On peut remarquer tout d’abord que ces jeunes élèves sourds sont regroupés à une table, ce qui les désigne spatialement (et socialement) comme groupe spécifique, et ceci d’autant plus que, contrairement aux autres élèves qui s’installent aux tables par classes, ceux-ci sont regroupés des plus petits aux plus grands, en tant que groupe « spécial ». L’on pourra objecter que, en raison de leur communication, les jeunes sourds ont un intérêt à se regrouper pour pouvoir échanger, et c’est exact. Mais comme cette disposition est aussi en place pour des enfants qui présentent d’autres types de situations de handicap, on peut penser qu’il s’agit d’un dispositif de regroupement habituel et peut-être impensé.

La présence d’une éducatrice, seule professionnelle à déjeuner à table avec des enfants, ne manque pas non plus d’interroger sur la place de ces jeunes sourds dans l’école, et sur les représentations conséquentes des autres élèves et des personnels de restauration, comme si contrairement aux autres, ils ne pouvaient manger seuls.

Si ces dispositifs fonctionnent ainsi, c’est aussi parce que, à un plus haut niveau, les différentes institutions régulent la présence d’enfants en situation de handicap selon des normes et des valeurs favorisant la stigmatisation. Dans la situation évoquée dans ce texte, l’administration de l’éducation nationale comme les services techniques de la municipalité avaient refusé, depuis de nombreuses années, l’inscription pleine et entière de ces enfants à l’école (sous le prétexte de l’impossibilité d’une mythique double inscription).
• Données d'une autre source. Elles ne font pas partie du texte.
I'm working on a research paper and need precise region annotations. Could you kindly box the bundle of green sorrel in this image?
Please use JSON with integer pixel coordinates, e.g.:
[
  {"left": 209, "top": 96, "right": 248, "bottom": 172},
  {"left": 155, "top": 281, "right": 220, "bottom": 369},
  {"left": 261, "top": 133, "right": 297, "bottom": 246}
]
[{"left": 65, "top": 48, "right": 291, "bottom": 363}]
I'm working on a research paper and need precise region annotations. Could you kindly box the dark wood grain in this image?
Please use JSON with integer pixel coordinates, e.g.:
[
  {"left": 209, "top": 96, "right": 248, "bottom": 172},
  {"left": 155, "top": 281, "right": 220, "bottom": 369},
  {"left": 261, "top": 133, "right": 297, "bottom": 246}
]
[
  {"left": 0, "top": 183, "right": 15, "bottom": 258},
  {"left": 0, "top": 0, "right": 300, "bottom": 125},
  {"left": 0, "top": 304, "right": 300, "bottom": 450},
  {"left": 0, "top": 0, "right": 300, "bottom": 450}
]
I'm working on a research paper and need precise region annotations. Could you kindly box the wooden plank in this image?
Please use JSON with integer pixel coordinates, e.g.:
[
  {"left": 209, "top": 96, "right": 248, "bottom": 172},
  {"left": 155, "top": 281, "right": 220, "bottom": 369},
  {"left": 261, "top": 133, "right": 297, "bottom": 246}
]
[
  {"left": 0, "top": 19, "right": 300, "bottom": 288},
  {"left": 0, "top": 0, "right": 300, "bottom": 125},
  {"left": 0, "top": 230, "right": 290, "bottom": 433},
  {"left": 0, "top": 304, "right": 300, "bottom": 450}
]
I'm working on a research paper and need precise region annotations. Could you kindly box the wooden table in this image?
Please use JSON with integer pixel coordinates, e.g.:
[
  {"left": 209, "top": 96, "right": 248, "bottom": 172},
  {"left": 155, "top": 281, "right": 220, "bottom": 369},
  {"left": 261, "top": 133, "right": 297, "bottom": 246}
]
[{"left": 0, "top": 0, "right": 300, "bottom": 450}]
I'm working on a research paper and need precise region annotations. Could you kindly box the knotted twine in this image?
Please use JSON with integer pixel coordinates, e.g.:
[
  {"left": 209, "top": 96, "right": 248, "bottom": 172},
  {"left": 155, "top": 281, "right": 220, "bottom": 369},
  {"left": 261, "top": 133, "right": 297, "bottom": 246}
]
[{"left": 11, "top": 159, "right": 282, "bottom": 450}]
Les services péri-scolaires et les professionnels de l’établissement spécialisé estimaient nécessaire et même obligatoire la présence permanente de professionnels spécialisés dans tous les actes de la vie de ces élèves.

Dans un tel contexte à visée inclusive mais à fonctionnement ségrégatif, il n’est pas étonnant, même si c’est intolérable, de rencontrer de tels propos de ségrégation.